Treatment | Ulcerative colitis relapse

Treatment

The therapy of the relapse is adapted to how strong the individual relapse is. In the case of a mild relapse with only a few bloody diarrhoea cases and no fever, 5-ASA preparations such as mesalazine are used in acute therapy. These counteract the inflammation in the intestinal tract and trigger a slight immunosuppression.

A moderate relapse is characterised by a distinct feeling of illness with regular bloody diarrhoea and a slight rise in temperature. In this case, in addition to the 5-ASA preparations, glucocorticoids can be given in tablet form only locally for the time being and if there is no improvement. In the severe relapse, which is accompanied by severe feelings of illness, frequent bloody diarrhoea and fever, the therapy must be increased even further.

At first, an attempt is made to start a therapy with glucocorticoids (e.g. prednisolone) via the vein.

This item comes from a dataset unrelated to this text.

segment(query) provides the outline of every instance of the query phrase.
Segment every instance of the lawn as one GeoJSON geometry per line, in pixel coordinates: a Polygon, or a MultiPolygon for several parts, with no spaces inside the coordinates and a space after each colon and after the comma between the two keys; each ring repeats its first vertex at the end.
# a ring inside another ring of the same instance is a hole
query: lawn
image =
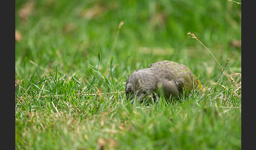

It is hoped that administration via a venous access will improve the effect of the drug. If there is no improvement, a therapy with immunosuppressive drugs can be considered.

Common drugs are for example Ciclospoprin A, Tacrolimus or Infliximab. However, as these immunosuppressive drugs are not without complications, a surgical therapy should be considered beforehand, as this can cure ulcerative colitis. Cortisone belongs to the drug group of glucocorticoids.

It is identical with cortisone, which is produced by the body itself. Cortisone is used in the therapy of relapses because of its anti-inflammatory and immunosuppressive effect. This is intended to counteract the excessive inflammatory reaction of the body. However, since cortisone also has some relevant side effects, the drug must be used with caution and its dose must always be reduced in slow steps at the end of a therapy. Some of these side effects are, for example, increased blood pressure, edema, bone loss and the development of diabetes.

Duration

The duration of an episode varies with the severity of the episode and depends on the response of the acute medication. A relapse can last from four to eight weeks. However, there are also forms of ulcerative colitis in which there is no inflammation-free interval. This course is called chronic-continuous. The intensity of the continuous inflammation can vary greatly.

Jerkiness during pregnancy

The probability of getting a relapse during pregnancy is about 30%. The course of ulcerative colitis is not negatively influenced by pregnancy. Should a relapse nevertheless occur, it must be treated as quickly as possible, as high inflammatory activity can have negative effects on the unborn child.

The treatment is based on a graduated scheme, which is also used for non-pregnant women. The medication should be given in sufficient dosages, as a long-term inflammation can cause more damage than the side effects of medication. When using cortisone in the last weeks of pregnancy, it must be taken into account that the formation of cortisol in the fetus may be restricted after birth.

The newborn babies are conspicuous by their listlessness and reduced activity. This deficiency can be treated well with a temporary replacement therapy with cortisone. If it is a very severe episode which cannot be treated sufficiently with 5-ASA preparations and glucocorticoids alone, it is possible to administer the immunosuppressive agent azathioprine after a very strict evaluation. However, both mother and child must be closely monitored when taking it. Other medications for the escalation of therapy in severe relapses such as Tacrolimus, Ciclosporin A or the antibody Infliximab should not be given during pregnancy.